Using a parse tree listener to build an AST

edgar hoover

unread,

Sep 22, 2020, 5:03:01 PM9/22/20

to antlr-discussion

Hi all,
I'm trying to make an AST for a large and complex SQL grammar.

I've only done this before for simpler stuff as a learning experience, and that's not helping the with grammar I'm working with now.

The ANTLR book suggests three ways, of using an expression stack for evaluation (which I used instead to build an AST rather than directly evaluation), and using a listener to walk to parse tree and build the AST from that.

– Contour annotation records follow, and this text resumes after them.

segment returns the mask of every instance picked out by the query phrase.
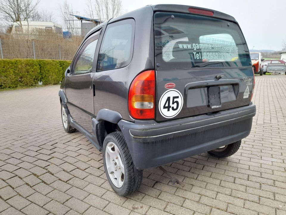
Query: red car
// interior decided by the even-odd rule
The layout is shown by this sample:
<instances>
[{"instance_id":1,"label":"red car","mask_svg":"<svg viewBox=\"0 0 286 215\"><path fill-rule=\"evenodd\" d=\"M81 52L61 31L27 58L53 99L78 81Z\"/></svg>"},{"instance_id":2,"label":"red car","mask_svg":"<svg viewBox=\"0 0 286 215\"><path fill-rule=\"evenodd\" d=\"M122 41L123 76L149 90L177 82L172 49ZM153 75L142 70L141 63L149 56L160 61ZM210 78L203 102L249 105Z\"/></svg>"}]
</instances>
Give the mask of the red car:
<instances>
[{"instance_id":1,"label":"red car","mask_svg":"<svg viewBox=\"0 0 286 215\"><path fill-rule=\"evenodd\" d=\"M254 73L258 74L260 72L260 68L262 67L261 62L264 59L262 58L261 53L260 52L251 52L250 54ZM260 75L262 75L262 73L260 74Z\"/></svg>"},{"instance_id":2,"label":"red car","mask_svg":"<svg viewBox=\"0 0 286 215\"><path fill-rule=\"evenodd\" d=\"M262 67L265 65L267 65L269 63L286 63L283 60L265 60L262 62Z\"/></svg>"}]
</instances>

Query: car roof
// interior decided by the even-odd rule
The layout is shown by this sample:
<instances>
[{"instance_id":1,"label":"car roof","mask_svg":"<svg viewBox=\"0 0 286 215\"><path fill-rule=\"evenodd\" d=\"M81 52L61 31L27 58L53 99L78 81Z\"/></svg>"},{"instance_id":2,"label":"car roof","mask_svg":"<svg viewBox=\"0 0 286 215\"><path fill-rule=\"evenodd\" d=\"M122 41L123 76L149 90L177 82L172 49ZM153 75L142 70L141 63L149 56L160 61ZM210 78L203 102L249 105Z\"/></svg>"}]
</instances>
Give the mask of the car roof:
<instances>
[{"instance_id":1,"label":"car roof","mask_svg":"<svg viewBox=\"0 0 286 215\"><path fill-rule=\"evenodd\" d=\"M143 12L144 13L144 11L153 10L154 12L161 11L182 13L189 14L190 13L189 12L188 10L189 9L190 7L199 10L212 11L213 12L214 15L212 16L210 16L211 17L220 19L237 23L237 22L234 18L231 16L216 10L204 8L203 7L200 7L189 5L180 4L161 4L148 5L142 7L137 9L137 10L128 12L119 16L114 17L101 23L90 30L87 34L85 39L87 37L87 36L90 35L93 32L96 31L98 28L101 27L103 25L128 18L138 17L138 14L139 14L142 13L142 12Z\"/></svg>"}]
</instances>

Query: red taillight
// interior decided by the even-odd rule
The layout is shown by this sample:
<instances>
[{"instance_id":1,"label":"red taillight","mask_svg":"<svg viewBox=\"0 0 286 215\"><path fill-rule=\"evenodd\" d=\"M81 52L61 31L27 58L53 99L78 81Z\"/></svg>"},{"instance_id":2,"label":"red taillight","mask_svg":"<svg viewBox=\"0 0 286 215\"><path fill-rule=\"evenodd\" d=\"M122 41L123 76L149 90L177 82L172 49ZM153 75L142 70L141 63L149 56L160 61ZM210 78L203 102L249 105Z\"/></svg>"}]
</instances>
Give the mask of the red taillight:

Using a listener with an expression stack method is fine for simple stuff but for the complexity of SQL, it gets pretty bad rather rapidly.

Using a listener with the annotation method is also not much fun because it divorces the code from the grammar and it becomes very easy to make mistakes (see <https://groups.google.com/forum/?oldui=1#!topic/antlr-discussion/-jVVxzyVul4>).

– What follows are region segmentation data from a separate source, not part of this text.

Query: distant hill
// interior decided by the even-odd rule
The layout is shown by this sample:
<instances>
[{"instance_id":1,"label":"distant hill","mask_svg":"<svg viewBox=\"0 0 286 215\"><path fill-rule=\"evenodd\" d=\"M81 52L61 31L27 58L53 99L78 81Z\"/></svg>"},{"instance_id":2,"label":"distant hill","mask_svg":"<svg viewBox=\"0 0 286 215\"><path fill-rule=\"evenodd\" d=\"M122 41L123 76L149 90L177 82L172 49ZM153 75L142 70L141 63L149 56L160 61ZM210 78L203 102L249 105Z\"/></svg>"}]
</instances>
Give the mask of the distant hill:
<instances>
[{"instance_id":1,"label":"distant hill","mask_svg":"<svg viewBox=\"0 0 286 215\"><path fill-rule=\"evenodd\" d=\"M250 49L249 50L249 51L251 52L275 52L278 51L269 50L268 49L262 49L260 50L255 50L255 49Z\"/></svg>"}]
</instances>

The alternative, which I haven't tried, is to embed code into the grammar. It may not be elegant but it's certainly starting to look attractive. Does anyone have any experience with this, and any suggestions for or against it, for large and complex grammars?

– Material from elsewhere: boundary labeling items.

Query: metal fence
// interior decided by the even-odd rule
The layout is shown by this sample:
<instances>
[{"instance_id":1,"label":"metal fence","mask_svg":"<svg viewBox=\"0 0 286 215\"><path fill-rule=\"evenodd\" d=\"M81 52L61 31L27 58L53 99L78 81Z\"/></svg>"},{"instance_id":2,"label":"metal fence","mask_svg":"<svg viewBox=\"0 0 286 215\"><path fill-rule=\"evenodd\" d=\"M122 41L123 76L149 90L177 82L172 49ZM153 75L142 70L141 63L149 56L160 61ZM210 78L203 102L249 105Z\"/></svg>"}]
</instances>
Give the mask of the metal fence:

Tangentially related question, I have a grammar that looks like this:

constant :
…
    |
        integer_const
    |
        decimal_const
…
    ;

But to get the correct node in the alternatives I have to do this:

public override void ExitConstant(LDBParser.ConstantContext cxt) {
    if (cxt.integer_const() != null) {
        var e = cxt.integer_const().eGet();
        cxt.eSet(e);
    } else if (cxt.decimal_const() != null) {
        var e = cxt.decimal_const().eGet();
        cxt.eSet(e);
    } else ... 
        ....
        ....
    } else { assert(false, "failing in ExitConstant!!"); }
}

Perhaps I'm missing something, I can't see a way round this but it really looks awful, am I doing this the wrong way? (I can perhaps clean this up with lambdas and whatnot but I’m still fundamentally having to check each alt for nullness then extract from the non-null one, it’s just mucky)..

thanks

jan

Susan Jolly

unread,

Sep 22, 2020, 6:07:46 PM9/22/20

to antlr-di...@googlegroups.com

I don't know if this is a useful comment or not but it is something that I
didn't realize at first but that helped me have success with when using the
annotation method for translation. Sorry but I'll have to use Java
terminology. The example on page 123 of the ANTLR 4 Ref. happens to use
the Java Integer class as the generic type of the ParseTreeProperty class
but this is just an example. You can use any type (Java class) which means
you can annotate each node with an instance of your own custom class and
thus use as many different pieces of data as you need.

HTH, SusanJ

edgar hoover

unread,

Sep 23, 2020, 4:35:18 AM9/23/20

to antlr-discussion

If I understand you correctly, I have done that. The 'integer' class in my code is replaced with a Node class which is something like:

enum IsOfType {iotStatement, iotExpression...};

class Node {
    IsOfType iot;

    Statement stmt;
    Expr expr;
    ....
}

because parts of SQL are exeprssions and other parts are statements, and there's actually a few other bits.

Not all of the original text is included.